Let’s Talk Finances – by Hans Myburgh, registered financial advisor and Northmead resident.
When you apply for a loan, you expect meeting the required repayments to be the hardest part.
What many people do not realise is that the most dangerous part may not be signing the loan agreement, but suretyship.
What is surety?
Surety is when you agree to be held personally responsible for someone else’s debt, if they are unable to pay.
Banks love this because it gives them a second cash cow if things go wrong.
You think you are helping a business partner, a family member, or even your own company, but what you are
really doing is potentially opening the door to unlimited risk.
The fine print trick
Buried in most bank contracts are two phrases you should fear:
• Joint and several liability. This means the loan originator does not have to chase all the people who signed surety; they can pick a single person and demand full payment.
• You may believe you are signing for one specific loan, but the wording usually ties you to all present and future debts of the borrower.
Myburgh shares a real-life cautionary tale:
“A client owned a small business, and as with business, he signed surety for a business loan. Years later, he retired, sold his shares, and settled into a slower pace of life, assuming that his obligations to the company ended when he walked out of the boardroom,” said Myburgh.
“Five years later and under new management, the business collapsed. The bank did not go after the company’s remaining directors but approached the client because he never cancelled the surety he previously signed.
“He spent the better part of his retirement fighting off claims for debts that were never his.”
Surety never seizes on its own
“Many people think that once the loan is paid off, the surety automatically falls away,” explains Myburgh.
“You need to cancel it; if not, it remains in place. Meaning that if a person accumulates new debt or an old businesses collapse, your signature can drag you back into the mess.”
Why are banks allowed to do this?
Financial institutions do not make mistakes.
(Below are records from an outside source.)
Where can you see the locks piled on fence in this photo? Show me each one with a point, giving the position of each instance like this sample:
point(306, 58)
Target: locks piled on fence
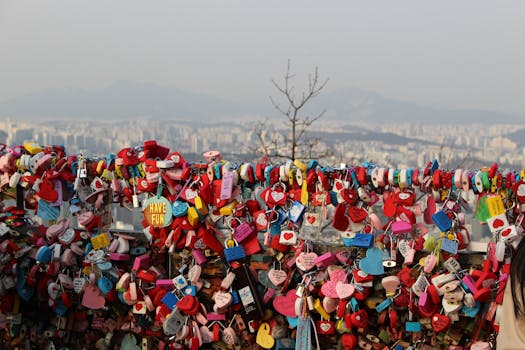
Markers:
point(249, 255)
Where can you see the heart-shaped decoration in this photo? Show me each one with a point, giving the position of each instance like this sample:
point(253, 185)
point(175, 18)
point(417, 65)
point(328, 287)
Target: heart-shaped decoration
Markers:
point(506, 231)
point(206, 334)
point(188, 304)
point(79, 284)
point(349, 195)
point(306, 261)
point(429, 210)
point(223, 299)
point(264, 338)
point(344, 290)
point(194, 273)
point(264, 279)
point(400, 227)
point(498, 223)
point(47, 191)
point(190, 194)
point(357, 214)
point(129, 342)
point(311, 218)
point(389, 206)
point(92, 298)
point(440, 322)
point(372, 264)
point(277, 277)
point(339, 220)
point(52, 290)
point(337, 274)
point(288, 235)
point(359, 319)
point(330, 304)
point(349, 341)
point(285, 304)
point(325, 326)
point(329, 289)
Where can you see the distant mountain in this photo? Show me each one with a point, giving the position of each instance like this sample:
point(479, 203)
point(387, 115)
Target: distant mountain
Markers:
point(518, 137)
point(120, 100)
point(129, 99)
point(356, 104)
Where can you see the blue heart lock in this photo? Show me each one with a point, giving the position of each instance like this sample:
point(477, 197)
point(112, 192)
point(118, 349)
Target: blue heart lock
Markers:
point(179, 208)
point(105, 285)
point(292, 321)
point(43, 255)
point(372, 264)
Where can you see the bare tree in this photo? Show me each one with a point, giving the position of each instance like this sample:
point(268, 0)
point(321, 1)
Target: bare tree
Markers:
point(296, 144)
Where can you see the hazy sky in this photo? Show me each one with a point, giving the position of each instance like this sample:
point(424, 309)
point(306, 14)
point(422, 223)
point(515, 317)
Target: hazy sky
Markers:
point(453, 53)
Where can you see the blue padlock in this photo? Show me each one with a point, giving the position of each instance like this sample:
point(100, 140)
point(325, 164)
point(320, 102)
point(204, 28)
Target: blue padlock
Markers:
point(179, 208)
point(449, 246)
point(442, 221)
point(170, 300)
point(362, 240)
point(235, 252)
point(412, 327)
point(43, 255)
point(105, 285)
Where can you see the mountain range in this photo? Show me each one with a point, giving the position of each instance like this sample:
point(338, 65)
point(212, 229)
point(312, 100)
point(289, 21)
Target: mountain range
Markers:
point(130, 99)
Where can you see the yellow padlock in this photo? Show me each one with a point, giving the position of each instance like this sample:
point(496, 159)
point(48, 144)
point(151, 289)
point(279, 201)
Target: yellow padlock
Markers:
point(304, 194)
point(320, 309)
point(291, 176)
point(201, 206)
point(495, 205)
point(227, 210)
point(100, 241)
point(300, 165)
point(264, 338)
point(193, 216)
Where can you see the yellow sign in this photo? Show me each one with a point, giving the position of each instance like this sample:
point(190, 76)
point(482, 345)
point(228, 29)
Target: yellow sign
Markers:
point(158, 212)
point(100, 241)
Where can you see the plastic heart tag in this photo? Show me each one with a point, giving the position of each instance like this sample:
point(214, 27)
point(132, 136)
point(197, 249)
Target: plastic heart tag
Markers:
point(206, 334)
point(305, 261)
point(79, 284)
point(344, 290)
point(372, 264)
point(223, 299)
point(285, 304)
point(92, 298)
point(264, 339)
point(47, 191)
point(277, 277)
point(440, 322)
point(129, 342)
point(329, 289)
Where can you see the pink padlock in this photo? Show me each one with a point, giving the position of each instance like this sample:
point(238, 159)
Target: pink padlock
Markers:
point(242, 232)
point(199, 256)
point(141, 262)
point(325, 260)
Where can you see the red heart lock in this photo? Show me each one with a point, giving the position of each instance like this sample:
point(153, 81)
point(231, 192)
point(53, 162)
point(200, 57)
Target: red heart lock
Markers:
point(349, 341)
point(440, 322)
point(47, 191)
point(389, 206)
point(357, 214)
point(274, 244)
point(189, 305)
point(358, 319)
point(405, 198)
point(340, 221)
point(349, 195)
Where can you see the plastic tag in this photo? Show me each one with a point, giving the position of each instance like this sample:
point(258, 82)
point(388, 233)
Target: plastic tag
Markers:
point(226, 185)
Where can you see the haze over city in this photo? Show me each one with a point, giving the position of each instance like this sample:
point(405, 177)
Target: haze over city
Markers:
point(447, 54)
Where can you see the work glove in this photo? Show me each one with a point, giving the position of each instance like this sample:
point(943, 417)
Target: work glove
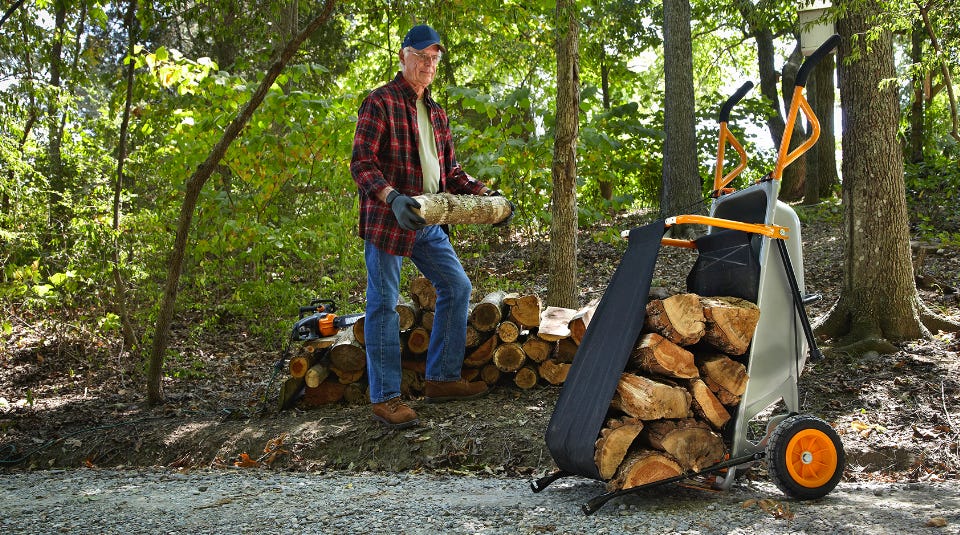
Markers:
point(402, 207)
point(505, 222)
The wording is carefully designed to protect them and keep their options open to recoup losses.
“They want to ensure that if the borrower cannot pay, they will still get their money from every legally available source,” he said.
How to protect yourself
• Read before signing. Do not skim over the fine print; the devil is always in the details.
• Limit your liability by negotiating a cap or restrict surety obligations to a single loan.
• Once the loan is settled or you leave a business, request written confirmation that your surety has been cancelled.
• Keep proof by filing cancellation letters somewhere safe.
The bottom line
“Signing surety may feel like a formality, but it is one of the most serious financial commitments you can make,” said Myburgh.